At a gesture from the Troll, the Bear dropped down to all fours and moved into the tangle nigh, and so, too, did Olot the Troll King go, leaving Camille surrounded by a dozen or so bandy-legged, yellow-eyed, snaggletoothed, spear-bearing Goblins.

And when the Troll and Bear were gone from sight, one of the Goblins leered and stepped toward Camille, and he reached out a skinny arm to paw at her with his talon-fingered hand, while the other Goblins sneered and laughed, though some glanced nervously in the direction the Troll and Bear had gone, as if to make certain that they themselves would suffer no interruption.

In the fluctuating light of the cloud-obscured moon, Camille gasped and shrank away as other Goblins crowded ’round, reeking and foul and filthy.
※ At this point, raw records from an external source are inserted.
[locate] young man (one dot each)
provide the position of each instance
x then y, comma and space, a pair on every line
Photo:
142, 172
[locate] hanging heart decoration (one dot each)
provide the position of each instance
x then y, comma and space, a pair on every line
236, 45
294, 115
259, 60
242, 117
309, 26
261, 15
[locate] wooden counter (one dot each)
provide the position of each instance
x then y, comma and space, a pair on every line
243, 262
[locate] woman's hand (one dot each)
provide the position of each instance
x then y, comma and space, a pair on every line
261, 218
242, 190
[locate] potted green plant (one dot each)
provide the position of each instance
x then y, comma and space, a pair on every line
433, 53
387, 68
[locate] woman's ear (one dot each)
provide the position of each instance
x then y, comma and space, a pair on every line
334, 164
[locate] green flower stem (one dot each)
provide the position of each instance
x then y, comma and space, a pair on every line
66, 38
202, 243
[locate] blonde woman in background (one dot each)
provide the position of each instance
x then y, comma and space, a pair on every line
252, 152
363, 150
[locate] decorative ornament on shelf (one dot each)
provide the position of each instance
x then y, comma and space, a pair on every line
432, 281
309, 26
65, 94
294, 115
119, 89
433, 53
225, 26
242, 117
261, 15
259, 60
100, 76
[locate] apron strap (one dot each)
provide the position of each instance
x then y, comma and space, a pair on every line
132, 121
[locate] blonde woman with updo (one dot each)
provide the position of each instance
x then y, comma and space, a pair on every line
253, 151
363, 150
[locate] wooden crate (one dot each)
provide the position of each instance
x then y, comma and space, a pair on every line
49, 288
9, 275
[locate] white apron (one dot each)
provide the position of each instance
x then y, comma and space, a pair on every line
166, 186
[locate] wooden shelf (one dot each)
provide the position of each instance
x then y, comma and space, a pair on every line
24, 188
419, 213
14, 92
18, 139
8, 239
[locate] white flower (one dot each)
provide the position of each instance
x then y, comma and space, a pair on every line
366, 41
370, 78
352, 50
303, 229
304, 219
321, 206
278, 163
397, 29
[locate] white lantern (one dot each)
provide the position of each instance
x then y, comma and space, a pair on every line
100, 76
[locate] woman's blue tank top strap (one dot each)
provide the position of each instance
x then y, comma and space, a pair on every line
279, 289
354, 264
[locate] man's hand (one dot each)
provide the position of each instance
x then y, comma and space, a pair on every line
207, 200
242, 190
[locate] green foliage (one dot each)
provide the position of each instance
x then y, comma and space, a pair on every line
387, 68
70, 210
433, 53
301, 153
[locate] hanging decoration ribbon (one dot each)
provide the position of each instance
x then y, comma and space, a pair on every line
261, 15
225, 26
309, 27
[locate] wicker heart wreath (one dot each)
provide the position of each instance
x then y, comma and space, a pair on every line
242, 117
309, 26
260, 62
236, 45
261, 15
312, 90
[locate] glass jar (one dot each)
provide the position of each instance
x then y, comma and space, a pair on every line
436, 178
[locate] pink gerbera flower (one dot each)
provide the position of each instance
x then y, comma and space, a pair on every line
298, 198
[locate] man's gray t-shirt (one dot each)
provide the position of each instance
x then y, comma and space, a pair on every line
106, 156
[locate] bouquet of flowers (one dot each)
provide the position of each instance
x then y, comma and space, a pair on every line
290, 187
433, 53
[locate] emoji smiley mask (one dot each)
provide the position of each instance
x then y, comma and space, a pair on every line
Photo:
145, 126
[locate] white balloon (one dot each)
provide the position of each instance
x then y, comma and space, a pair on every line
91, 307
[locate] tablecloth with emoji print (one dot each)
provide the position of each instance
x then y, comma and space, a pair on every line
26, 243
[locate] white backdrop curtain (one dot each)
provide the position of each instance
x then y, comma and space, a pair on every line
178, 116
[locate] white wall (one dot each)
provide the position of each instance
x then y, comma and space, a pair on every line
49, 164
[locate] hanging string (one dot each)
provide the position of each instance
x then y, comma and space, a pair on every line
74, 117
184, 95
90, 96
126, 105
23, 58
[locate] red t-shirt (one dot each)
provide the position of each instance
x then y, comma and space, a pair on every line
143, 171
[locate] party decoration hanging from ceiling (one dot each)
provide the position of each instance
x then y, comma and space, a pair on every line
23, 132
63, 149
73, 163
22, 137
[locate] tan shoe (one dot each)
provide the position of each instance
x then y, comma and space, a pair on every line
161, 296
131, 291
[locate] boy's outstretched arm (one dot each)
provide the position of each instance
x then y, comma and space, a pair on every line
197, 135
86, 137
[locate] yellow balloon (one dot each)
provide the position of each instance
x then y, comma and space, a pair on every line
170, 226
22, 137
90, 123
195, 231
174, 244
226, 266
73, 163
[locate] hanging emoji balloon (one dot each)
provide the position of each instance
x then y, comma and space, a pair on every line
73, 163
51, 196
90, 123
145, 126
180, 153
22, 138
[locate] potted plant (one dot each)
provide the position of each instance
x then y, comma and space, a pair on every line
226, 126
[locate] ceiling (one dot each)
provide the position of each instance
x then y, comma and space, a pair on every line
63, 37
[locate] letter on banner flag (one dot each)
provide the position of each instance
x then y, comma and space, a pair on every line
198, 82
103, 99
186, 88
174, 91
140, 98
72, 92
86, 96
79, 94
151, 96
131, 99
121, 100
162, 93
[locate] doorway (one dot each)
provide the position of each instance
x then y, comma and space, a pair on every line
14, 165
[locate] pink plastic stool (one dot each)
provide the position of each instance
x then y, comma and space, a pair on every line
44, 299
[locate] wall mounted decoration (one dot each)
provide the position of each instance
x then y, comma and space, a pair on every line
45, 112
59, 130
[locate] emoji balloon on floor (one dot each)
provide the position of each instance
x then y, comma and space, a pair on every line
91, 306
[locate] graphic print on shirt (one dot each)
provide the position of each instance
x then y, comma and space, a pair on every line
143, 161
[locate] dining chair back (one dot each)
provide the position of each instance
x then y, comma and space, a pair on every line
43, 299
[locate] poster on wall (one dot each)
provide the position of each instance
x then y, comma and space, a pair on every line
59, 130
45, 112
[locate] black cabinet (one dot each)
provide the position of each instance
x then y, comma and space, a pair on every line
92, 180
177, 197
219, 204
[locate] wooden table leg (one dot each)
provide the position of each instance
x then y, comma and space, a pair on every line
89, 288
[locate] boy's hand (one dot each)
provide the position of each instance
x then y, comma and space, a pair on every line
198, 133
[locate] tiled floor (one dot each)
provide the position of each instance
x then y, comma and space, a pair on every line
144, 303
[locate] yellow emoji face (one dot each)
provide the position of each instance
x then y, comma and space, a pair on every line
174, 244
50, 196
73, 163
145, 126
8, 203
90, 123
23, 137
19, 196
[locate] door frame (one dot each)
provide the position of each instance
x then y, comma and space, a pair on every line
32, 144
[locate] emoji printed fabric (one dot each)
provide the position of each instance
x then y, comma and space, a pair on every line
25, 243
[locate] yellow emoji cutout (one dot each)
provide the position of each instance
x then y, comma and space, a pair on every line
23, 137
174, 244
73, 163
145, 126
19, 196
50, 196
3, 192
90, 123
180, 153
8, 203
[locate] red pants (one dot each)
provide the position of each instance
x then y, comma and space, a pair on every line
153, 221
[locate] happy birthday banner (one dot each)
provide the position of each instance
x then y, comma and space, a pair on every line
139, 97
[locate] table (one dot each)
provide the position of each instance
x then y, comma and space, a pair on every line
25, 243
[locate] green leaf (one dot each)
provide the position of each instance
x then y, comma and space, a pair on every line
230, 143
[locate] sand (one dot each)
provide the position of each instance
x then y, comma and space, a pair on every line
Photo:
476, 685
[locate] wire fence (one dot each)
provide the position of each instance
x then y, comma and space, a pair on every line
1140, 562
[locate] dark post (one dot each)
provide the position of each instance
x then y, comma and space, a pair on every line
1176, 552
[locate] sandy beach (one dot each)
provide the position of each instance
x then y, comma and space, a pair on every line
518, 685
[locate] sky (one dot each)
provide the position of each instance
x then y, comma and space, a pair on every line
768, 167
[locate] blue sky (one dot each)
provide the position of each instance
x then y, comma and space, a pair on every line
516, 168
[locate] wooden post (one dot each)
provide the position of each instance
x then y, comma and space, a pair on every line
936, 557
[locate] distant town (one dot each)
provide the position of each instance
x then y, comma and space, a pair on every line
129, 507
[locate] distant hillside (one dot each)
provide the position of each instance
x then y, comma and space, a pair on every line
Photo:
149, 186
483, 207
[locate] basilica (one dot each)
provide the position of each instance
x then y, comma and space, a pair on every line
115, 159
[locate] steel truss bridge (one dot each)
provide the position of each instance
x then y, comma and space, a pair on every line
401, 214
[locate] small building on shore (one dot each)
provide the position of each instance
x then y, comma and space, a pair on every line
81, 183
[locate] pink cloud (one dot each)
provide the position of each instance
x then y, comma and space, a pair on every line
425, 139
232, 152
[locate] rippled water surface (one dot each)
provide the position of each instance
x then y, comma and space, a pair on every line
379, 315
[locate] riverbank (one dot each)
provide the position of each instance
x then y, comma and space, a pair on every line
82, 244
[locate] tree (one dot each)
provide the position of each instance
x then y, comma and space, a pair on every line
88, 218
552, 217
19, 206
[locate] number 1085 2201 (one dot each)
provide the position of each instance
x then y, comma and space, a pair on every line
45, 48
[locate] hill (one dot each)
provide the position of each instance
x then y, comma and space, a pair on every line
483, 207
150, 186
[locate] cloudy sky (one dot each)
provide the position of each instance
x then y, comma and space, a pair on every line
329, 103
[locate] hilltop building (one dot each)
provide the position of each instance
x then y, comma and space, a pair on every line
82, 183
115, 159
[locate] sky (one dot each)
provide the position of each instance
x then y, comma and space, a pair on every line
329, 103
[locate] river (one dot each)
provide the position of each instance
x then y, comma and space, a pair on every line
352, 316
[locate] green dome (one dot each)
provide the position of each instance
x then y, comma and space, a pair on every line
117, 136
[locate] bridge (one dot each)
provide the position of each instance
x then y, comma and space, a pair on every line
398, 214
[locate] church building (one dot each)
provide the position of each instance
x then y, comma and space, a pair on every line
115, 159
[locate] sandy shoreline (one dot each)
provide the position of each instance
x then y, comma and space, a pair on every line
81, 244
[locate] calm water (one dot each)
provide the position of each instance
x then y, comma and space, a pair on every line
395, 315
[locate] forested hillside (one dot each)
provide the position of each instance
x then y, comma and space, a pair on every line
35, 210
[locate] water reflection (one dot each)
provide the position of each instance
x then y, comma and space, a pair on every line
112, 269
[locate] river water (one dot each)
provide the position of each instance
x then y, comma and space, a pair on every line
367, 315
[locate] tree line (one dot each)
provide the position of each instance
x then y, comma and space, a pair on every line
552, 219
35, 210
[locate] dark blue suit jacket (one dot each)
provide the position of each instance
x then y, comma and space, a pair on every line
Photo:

Dressed in coarse-woven cloth and partly cured hides and standing some five feet tall, hideous they were up close, with their viperlike eyes and bat-wing ears and their overlarge noses with long gelid strings of snot dripping down. And they all wore black caps, and No, wait! Not black. For just as the night had turned the Bear’s blood black, so, too, must these hats be crimson! Oh, Mithras, these are the Redcaps.

Flinching, Camille backed away, to come up against the jagged bole of a gnarled, dead tree, where she could go no farther. And the Goblin at the fore became bold, and with one hand began to pluck at her clothes as if to undress her, while with the other he fumbled at the cord of his breeks.

Lashing out, she shoved him into the ones behind, and then turned and scrambled up the twisted branches, seeking escape, while Redcaps japed and hooted and danced about the dead tree and made crude, suggestive gestures.